Wow!! I just finished eating dinner, but your pix made be hungry again!  And that is one impressive oven! Have you checked out The Big Hat's oven thread? You two can compare notes and war stories.


----------



## chefclaycollins (Jul 27, 2002)

That oven is very nice, I am jelous! My project has been postponed for a couple of months, due to the baby on the way, but I hope to have one for myself in the next year. Thanks for the pictures.


----------



## richardl (Sep 7, 2002)

It looks nice!
Do you think it's possible to make a rotisseries and put it in your brick oven? me think the chicken legs might have a better result if you use a rotisseries!


----------



## thebighat (Feb 21, 2001)

I thought about putting a hole and a bushing in the back wall of my oven so that I could put in a rotisserie. But the things run so hot that I wondered what I could put under the meat to catch the drippings that wouldn't get absolutely ruined by the heat. The turkey I popped into it for thanksgiving was golden brown all over in 8 minutes. Raw, but golden. Typical door height on an Alan Scott oven is only 10 or 11 inches. Rotisserie rod is going to be almost up to that height to get the food in the center of the oven. I think it could be made to work.


----------



## nick (Oct 19, 2002)

Haven't talked with Alan in probably ten years or more, but the last I knew he was only into bread baking ovens.


----------



## pat manley (Oct 19, 2002)

Originally posted by "really nice"

I'm glad I didn't get one for inside the house as occaisionally, the smoke comes out the front rather than the chimney. Guess I should have been a boy scout. 

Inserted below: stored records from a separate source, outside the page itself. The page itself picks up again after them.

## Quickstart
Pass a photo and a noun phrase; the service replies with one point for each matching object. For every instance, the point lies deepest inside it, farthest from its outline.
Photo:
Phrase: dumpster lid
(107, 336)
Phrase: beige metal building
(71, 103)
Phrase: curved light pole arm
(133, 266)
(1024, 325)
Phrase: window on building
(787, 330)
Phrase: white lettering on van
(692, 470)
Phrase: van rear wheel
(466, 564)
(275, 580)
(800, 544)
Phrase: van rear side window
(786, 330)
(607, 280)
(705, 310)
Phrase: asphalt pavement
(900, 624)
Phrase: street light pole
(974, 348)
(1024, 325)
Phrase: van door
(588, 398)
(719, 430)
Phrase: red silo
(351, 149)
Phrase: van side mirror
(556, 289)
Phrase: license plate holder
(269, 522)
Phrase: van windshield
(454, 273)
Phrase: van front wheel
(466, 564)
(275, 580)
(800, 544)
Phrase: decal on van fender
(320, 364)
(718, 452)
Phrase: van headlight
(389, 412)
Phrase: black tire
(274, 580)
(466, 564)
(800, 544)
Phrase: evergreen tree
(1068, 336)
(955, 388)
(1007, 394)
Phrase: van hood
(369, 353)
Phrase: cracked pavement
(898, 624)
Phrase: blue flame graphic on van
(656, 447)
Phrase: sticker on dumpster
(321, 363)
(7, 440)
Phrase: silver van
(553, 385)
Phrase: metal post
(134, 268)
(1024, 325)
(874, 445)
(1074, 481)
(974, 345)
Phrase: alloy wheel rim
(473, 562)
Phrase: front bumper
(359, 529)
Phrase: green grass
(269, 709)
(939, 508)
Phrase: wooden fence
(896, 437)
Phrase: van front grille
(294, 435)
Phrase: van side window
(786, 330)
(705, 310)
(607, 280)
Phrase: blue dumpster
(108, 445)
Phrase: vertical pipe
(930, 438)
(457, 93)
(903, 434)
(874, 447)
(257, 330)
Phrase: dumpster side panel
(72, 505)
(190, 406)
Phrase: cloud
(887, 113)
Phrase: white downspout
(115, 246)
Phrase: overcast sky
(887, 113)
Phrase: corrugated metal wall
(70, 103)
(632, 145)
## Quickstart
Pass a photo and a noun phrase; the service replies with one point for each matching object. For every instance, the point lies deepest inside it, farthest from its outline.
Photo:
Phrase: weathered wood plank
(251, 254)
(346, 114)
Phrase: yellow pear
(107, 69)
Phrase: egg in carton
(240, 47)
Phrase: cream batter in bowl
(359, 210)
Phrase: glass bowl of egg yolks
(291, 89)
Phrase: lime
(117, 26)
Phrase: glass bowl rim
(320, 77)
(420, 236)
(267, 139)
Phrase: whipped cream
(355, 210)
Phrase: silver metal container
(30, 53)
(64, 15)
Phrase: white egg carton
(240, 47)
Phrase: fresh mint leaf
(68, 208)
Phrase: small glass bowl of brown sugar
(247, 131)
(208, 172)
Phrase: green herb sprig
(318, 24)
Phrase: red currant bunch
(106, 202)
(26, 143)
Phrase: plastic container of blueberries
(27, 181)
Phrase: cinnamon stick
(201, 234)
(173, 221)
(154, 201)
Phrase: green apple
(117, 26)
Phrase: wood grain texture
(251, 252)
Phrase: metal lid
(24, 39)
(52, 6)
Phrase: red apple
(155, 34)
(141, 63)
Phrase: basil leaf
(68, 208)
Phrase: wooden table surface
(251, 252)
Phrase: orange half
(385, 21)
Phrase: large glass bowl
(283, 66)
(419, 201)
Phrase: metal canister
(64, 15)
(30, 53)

There are a few reasons why your outdoor oven will smoke on occasion-
The first is that being outdoors, you do not have a pressure differential that you would have were it located indoors. Pressure differential is one thing that creates draft.
Another reason is starting a fire in the traditional manner of lots of paper and small pieces of wood on the bottom, and large pieces on top. The fire starts burning very fast, and smoky, and when you try to stuff all that heat and smoke up a cold chimney/stovepipe, often it is too much, and it flows out the door instead. (not so much a problem if the oven is still hot from previous use the day before) The alternative is starting your fire useing what we call the top-down burn. You build your starter fire by stacking your wood with the bigger pieces on the bottom, and adding smaller pieces on top of each layer, finishing the top with small kindeling, and lighting the top. The fire starts a bit slower, but it will develop it own draft as it burns to the bottom of the pile of wood, and you will never have smoke out the door again.
BTW, the top down burn also reduces the amount of unburned wood (smoke) released into the atmosphere. Start up is often the dirtiest phase of a wood fire, any wood fire, in a bakeoven, masonry heater, open fireplace, or woodstove.


----------



## really nice! (Dec 10, 2002)

Regarding the top-down burn.

Thanks, Pat. I'll try that next time. We're having a surprsingly clear week here in Seattle for this time of year so I might try that this weekend. I do use that method for smoking stuff in the smoker to keep the fire going for 10 hours or so.


----------